I hope that with all the hype surrounding the movie and with all the famous actors involved, that those viewing did not get so caught up in the amazing musical numbers and breath-taking camera work , and miss the heart of the story. There is a reason that the novel Les Miserables has remained one of the most popular novels in the world since its publication in 1862, and is considered by some to be the best novel of all time.
Victor Hugo said this of Les Miserables:
“The book which the reader has before him at this moment is, from one end to the other, in its entirety and details…a progress from evil to good, from injustice to justice, from falsehood to truth, from night to day, from appetite to conscience, from corruption to life, from bestiality to duty, from hell to heaven, from nothingness to God.”
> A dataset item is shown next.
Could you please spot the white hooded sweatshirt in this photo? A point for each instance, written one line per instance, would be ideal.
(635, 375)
Les Miserables has many themes but I believe it’s obvious from Hugo’s statement above that his foremost theme in the novel is man’s journey from nothingness to God. A journey which would be impossible without grace.
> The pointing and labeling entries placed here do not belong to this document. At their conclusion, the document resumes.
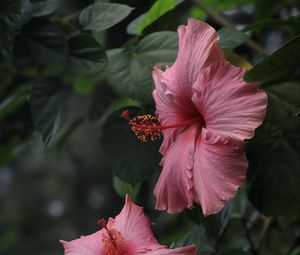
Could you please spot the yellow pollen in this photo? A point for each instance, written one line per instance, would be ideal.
(113, 243)
(146, 127)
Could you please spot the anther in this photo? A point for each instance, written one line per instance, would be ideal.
(149, 127)
(144, 126)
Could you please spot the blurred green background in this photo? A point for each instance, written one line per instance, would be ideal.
(61, 145)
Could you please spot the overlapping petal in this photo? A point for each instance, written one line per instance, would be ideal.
(89, 245)
(197, 49)
(207, 88)
(230, 106)
(220, 167)
(134, 236)
(135, 228)
(176, 179)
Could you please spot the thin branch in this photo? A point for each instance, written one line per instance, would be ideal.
(226, 23)
(266, 226)
(249, 238)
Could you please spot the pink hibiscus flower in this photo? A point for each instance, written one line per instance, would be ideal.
(206, 111)
(128, 234)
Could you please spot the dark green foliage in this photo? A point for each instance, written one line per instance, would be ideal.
(198, 237)
(284, 64)
(86, 54)
(63, 86)
(230, 38)
(100, 16)
(130, 68)
(47, 100)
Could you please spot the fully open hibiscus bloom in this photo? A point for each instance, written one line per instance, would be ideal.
(206, 111)
(128, 234)
(215, 110)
I think the most poignant example of this comes through the comparison we can make of the different characters. Many have compared Jean Valjean, the protagonist, and Javert, the antagonist, but instead I would like to point out the differences between the priest (because he is my favorite character) and Javert. Consider the incident with the silver. After Jean Valjean’s release from prison, the priest was the only person who welcomed Valjean into his home. When Valjean betrayed the priest by stealing his silver, the priest had a choice of whether he was going to condemn Jean Valjean to another prison sentence, or extend grace. What would Javert have done in the situation? Obviously, the opposite of what the priest did. But why? Javert considered himself a Christian too. He believed he was doing God’s work in hunting this “dangerous criminal” down.
I think it’s also important to remember that this is not simply a work of fiction. Hugo was inspired by real-life circumstances. Jean Valjean’s character is based on a man named Eugene Francois Vidocq, a criminal who turned his life around and became a well-known philanthropist and criminal investigator. Fantine’s character is loosely based on a prostitute whom Hugo rescued from arrest for assault. He used his conversation with the police as the basis for writing Valjean’s defense of Fantine in Les Miserables.
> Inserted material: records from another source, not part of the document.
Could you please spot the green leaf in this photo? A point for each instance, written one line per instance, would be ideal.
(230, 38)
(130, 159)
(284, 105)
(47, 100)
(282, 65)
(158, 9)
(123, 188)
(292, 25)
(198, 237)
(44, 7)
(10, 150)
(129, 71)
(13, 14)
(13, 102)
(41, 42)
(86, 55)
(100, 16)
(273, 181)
Victor Hugo’s goal in writing Les Miserables was not just to give us an idea of French society, politics, and crime. It wasn’t just to give a realistic portrayal of prostitution and poverty, or touch on the subjects of redemption and love. This is a gospel story through and through, and nothing less. This story doesn’t remain in the 19th century, but carries us forward as we recognize the immortal truths contained in it.
I think the big question to ask ourselves is this: How do we view mankind? Through the priest’s eyes or through Javert’s? Do we see a son of God or a lost cause?